L’agence ukrainienne de prévention contre la corruption (NACP) a récemment décidé de placer le géant chinois du smartphone, Xiaomi, sur sa liste des sponsors internationaux de l’invasion russe. Une décision avant tout symbolique, sans conséquence pour l’entreprise si ce n’est en termes d’image. De son côté, l’entreprise chinoise dément tout soutien à des actions militaires.

Xiaomi épinglé sur une liste comprenant des entreprises françaises

« La société [ndlr : Xiaomi] a non seulement poursuivi son activité en Fédération de Russie après l’invasion à grande échelle, mais est toujours le leader des ventes de smartphones dans l’État terroriste », a expliqué la NACP dans une série de tweets annonçant sa décision.

L’agence ukrainienne reproche à l’entreprise chinoise d’avoir profité de la guerre pour augmenter ses livraisons « de 39 % au cours du troisième trimestre 2022 par rapport au précédent ». Elle l’accuse d’étendre ses activités en lançant de nouveaux smartphones et des recrutements sur le territoire russe. « Cela indique directement que Xiaomi parraine l’agression militaire de la Fédération de Russie contre l’Ukraine ».

Selon une analyse du cabinet Counterpoint, relayée par CNN, auquel renvoie le NACP, en 2021 les smartphones chinois représentaient 40 % du marché russe.
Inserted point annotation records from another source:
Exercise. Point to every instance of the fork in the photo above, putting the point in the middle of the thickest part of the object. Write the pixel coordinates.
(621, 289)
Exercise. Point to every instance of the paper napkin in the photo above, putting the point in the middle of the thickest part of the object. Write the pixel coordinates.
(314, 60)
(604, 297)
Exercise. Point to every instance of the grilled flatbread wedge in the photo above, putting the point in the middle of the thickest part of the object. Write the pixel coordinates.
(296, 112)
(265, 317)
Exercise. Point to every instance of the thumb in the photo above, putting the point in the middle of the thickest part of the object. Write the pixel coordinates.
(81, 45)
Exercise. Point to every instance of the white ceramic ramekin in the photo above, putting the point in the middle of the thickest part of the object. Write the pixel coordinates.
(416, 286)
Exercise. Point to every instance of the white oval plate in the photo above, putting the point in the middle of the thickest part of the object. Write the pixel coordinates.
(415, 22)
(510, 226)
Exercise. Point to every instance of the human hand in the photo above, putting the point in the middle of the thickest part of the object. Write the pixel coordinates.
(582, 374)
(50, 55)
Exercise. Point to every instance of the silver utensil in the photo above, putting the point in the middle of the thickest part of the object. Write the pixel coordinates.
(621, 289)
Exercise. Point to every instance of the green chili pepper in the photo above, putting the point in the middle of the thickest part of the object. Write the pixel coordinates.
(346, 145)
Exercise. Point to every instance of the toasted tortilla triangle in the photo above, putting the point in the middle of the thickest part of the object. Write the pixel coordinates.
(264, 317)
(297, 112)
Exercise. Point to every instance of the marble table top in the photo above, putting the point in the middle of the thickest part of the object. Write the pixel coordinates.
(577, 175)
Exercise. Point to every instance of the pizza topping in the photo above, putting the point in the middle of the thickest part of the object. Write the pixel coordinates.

Malgré un mouvement de recul dans les premières semaines du conflit, cette part est passée à 95 % : les deux leaders du marché, Apple et Samsung, ont rapidement quitté la Russie après le 24 février 2022.

La liste des « sponsors internationaux de la guerre » n’implique pas spécialement de sanctions rappelle Focus, un média ukrainien. Elle vise à mettre un coup de projecteur sur une entreprise et des personnes, souvent les responsables des entités pointées du doigt, sur le maintien d’activités importantes en Russie. Ces entreprises et leurs dirigeants sont accusés, en dépit des sanctions internationales de fournir « aux secteurs public et privé des biens et services essentiels, mais aussi qui contribuent au budget russe ».

Au total, 22 entreprises figurent sur cette liste, dont trois Chinoises. Xiaomi donc, mais aussi la China State Construction Engineering Corporation, dans la construction et Comnav Marine, spécialisé dans la navigation. Les sociétés originaires de Chine sont moins nombreuses que les Françaises notamment. Leroy Merlin, Auchan, Bonduelle et Yves Rocher ont été épinglés.

Xiaomi a répondu, toujours sur Twitter, à la NACP. Elle a indiqué que ses produits étaient uniquement destinés à des « activités civiles et commerciales ». L’entreprise a ajouté « nous ne supportons aucune action militaire. Nous sommes entièrement pour la paix dans le monde ». Les Ukrainiens, passés maîtres dans l’art des mèmes, ont réagi avec une image de Poutine s’enthousiasmant « je suis reconnaissant à Xiaomi d’avoir accès à leurs outils de communication ».